The foregoing description of the Credit Agreement does not purport to be complete and is qualified in its entirety by reference to the full text of such agreement, a copy of which is attached hereto as Exhibit 10.1 and incorporated herein by reference.
Item 2.01. | Completion of Acquisition or Disposition of Assets. |
On December 17, 2021, the Company completed the previously announced acquisition of GI Generate Parent LLC (“Generate”) pursuant to the Agreement and Plan of Merger (the “Merger Agreement”), dated as of November 6, 2021, by and among the Company, CooperSurgical, Inc., a wholly owned subsidiary of the Company (“CooperSurgical”), Bruin Merger Sub, LLC, a direct, wholly owned subsidiary of CooperSurgical (“Merger Sub”), Generate, and GI Partners Acquisitions LLC. Pursuant to the Merger Agreement, among other matters, Merger Sub merged with and into Generate (the “Merger”), with Generate continuing as the surviving corporation. At the closing of the Merger, the Company provided total consideration of approximately $1.605 billion, subject to customary closing adjustments, in cash.
The foregoing description of the Merger and the Merger Agreement does not purport to be complete and is qualified in its entirety by reference to the Merger Agreement, which was filed with the SEC as Exhibit 2.01 in a Current Report on Form 8-K on November 10, 2021, and is incorporated into this report by reference.
Item 2.03. | Creation of a Direct Financial Obligation or an Obligation under an Off-Balance Sheet Arrangement of a Registrant. |
The information set forth in Item 1.01 of this Current Report on Form 8-K is incorporated in this Item 2.03 by reference.
Item 7.01. | Regulation FD Disclosure. |
On December 17, 2021, the Company issued a press release announcing the closing of the acquisition of Generate pursuant to the Merger Agreement and the closing of the Term Facility, a copy of which is furnished as Exhibit 99.1 hereto.
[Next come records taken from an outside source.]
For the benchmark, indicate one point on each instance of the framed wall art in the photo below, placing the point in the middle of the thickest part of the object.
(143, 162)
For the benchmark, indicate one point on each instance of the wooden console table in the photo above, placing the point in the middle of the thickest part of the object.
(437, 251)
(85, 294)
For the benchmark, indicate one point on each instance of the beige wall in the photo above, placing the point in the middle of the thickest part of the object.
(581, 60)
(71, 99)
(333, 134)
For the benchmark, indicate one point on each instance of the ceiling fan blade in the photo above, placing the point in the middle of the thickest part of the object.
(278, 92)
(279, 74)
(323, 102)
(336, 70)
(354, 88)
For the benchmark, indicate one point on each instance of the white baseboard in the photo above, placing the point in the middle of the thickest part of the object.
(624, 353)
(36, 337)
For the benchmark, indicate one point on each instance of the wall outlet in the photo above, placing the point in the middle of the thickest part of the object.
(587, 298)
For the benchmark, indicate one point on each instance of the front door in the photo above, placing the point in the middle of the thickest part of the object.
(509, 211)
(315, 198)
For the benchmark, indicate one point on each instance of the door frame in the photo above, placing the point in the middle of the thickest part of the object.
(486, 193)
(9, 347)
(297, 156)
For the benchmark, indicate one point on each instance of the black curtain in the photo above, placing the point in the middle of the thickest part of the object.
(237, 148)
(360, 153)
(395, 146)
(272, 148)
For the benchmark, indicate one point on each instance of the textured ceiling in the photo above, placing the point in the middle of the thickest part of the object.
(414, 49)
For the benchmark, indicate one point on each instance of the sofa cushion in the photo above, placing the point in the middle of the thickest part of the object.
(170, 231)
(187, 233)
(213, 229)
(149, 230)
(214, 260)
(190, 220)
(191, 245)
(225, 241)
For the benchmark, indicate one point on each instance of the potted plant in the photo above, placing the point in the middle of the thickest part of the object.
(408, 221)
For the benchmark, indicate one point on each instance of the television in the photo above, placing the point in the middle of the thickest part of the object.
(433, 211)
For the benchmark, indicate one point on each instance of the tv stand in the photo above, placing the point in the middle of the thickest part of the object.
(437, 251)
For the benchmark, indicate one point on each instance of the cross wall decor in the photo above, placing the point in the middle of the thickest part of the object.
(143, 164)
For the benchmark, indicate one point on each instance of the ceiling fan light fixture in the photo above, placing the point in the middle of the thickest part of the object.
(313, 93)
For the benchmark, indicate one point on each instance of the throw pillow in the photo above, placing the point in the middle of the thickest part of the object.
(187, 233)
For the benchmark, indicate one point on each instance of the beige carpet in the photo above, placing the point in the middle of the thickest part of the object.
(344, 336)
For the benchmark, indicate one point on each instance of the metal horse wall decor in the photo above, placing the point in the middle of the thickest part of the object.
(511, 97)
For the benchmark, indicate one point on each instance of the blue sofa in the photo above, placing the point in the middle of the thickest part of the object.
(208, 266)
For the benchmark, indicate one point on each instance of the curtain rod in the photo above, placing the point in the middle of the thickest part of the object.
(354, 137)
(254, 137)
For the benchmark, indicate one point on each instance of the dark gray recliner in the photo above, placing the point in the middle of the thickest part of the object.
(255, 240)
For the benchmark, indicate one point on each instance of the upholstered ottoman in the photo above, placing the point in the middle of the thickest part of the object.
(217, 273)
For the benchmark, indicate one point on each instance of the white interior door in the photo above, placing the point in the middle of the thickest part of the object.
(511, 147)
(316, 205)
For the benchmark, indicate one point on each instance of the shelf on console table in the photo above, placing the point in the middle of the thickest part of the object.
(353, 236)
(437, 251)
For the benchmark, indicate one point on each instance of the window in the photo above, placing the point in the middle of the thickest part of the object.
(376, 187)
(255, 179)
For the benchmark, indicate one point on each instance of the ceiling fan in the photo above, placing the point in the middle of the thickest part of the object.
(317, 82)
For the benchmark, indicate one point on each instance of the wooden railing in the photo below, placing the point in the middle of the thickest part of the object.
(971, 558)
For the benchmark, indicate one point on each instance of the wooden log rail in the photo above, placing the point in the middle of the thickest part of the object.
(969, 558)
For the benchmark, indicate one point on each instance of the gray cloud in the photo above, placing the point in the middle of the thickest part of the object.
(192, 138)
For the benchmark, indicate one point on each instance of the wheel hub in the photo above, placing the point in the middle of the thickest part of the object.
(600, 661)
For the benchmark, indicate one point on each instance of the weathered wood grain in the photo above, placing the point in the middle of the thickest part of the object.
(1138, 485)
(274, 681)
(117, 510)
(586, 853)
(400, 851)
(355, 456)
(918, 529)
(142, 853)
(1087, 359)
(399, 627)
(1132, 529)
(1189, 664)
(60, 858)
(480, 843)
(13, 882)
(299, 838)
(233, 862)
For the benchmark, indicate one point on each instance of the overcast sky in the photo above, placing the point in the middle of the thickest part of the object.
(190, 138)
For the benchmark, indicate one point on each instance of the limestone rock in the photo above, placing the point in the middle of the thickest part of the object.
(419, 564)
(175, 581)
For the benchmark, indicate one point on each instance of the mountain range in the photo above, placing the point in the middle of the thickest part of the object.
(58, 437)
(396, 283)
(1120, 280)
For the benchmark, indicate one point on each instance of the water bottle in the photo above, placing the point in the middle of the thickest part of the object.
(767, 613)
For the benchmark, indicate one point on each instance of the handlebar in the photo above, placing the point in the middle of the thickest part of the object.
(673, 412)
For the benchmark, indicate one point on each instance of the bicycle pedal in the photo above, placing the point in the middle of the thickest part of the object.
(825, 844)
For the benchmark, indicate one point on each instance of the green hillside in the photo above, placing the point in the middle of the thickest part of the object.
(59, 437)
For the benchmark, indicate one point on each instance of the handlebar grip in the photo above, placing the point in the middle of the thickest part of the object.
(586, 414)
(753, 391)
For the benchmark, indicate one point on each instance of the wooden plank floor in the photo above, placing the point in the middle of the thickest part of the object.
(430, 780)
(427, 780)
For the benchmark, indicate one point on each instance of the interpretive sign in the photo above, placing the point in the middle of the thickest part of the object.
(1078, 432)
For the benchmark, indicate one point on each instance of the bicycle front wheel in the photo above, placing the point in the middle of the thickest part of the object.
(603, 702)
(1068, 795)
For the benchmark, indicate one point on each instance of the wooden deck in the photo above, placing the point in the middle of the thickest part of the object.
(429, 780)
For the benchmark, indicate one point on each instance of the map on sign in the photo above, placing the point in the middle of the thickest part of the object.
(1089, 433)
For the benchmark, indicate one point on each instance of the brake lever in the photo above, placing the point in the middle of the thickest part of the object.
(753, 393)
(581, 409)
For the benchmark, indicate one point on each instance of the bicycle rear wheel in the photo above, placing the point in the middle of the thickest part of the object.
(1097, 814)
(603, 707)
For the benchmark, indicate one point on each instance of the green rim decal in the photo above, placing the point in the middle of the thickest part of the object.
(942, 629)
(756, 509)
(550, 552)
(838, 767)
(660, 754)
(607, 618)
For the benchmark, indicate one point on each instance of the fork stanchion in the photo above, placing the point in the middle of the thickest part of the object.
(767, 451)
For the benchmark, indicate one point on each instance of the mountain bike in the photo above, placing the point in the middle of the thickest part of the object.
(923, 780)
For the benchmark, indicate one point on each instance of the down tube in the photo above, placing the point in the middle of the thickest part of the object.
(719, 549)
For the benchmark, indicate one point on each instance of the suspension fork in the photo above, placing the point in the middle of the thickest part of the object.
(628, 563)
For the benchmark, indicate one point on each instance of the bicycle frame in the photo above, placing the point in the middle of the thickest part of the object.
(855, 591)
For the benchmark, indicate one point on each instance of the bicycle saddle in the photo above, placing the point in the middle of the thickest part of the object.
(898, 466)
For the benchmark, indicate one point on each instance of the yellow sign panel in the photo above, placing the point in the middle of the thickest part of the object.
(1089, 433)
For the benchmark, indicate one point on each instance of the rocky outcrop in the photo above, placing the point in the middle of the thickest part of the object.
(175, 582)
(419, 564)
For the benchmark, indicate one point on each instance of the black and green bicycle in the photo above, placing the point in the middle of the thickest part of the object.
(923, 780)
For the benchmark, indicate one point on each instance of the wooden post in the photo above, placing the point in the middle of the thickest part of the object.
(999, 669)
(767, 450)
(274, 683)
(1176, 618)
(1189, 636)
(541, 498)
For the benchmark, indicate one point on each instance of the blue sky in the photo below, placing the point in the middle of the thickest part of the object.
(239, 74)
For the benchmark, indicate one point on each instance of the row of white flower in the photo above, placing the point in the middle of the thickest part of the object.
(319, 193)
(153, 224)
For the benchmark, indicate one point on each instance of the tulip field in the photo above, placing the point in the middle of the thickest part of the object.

The information in this Item 7.01, including Exhibit 99.1, is furnished and shall not be deemed “filed” for purposes of Section 18 of the Securities Exchange Act of 1934 (the “Exchange Act”), or otherwise subject to liabilities under that section, and shall not be deemed to be incorporated by reference into the filings of the Company under the securities Act of 1933, as amended, or the Exchange Act, regardless of any general incorporation language in such filings. This Current Report on Form 8-K will not be deemed an admission as to the materiality of any information contained in this Item 7.01, including Exhibit 99.1.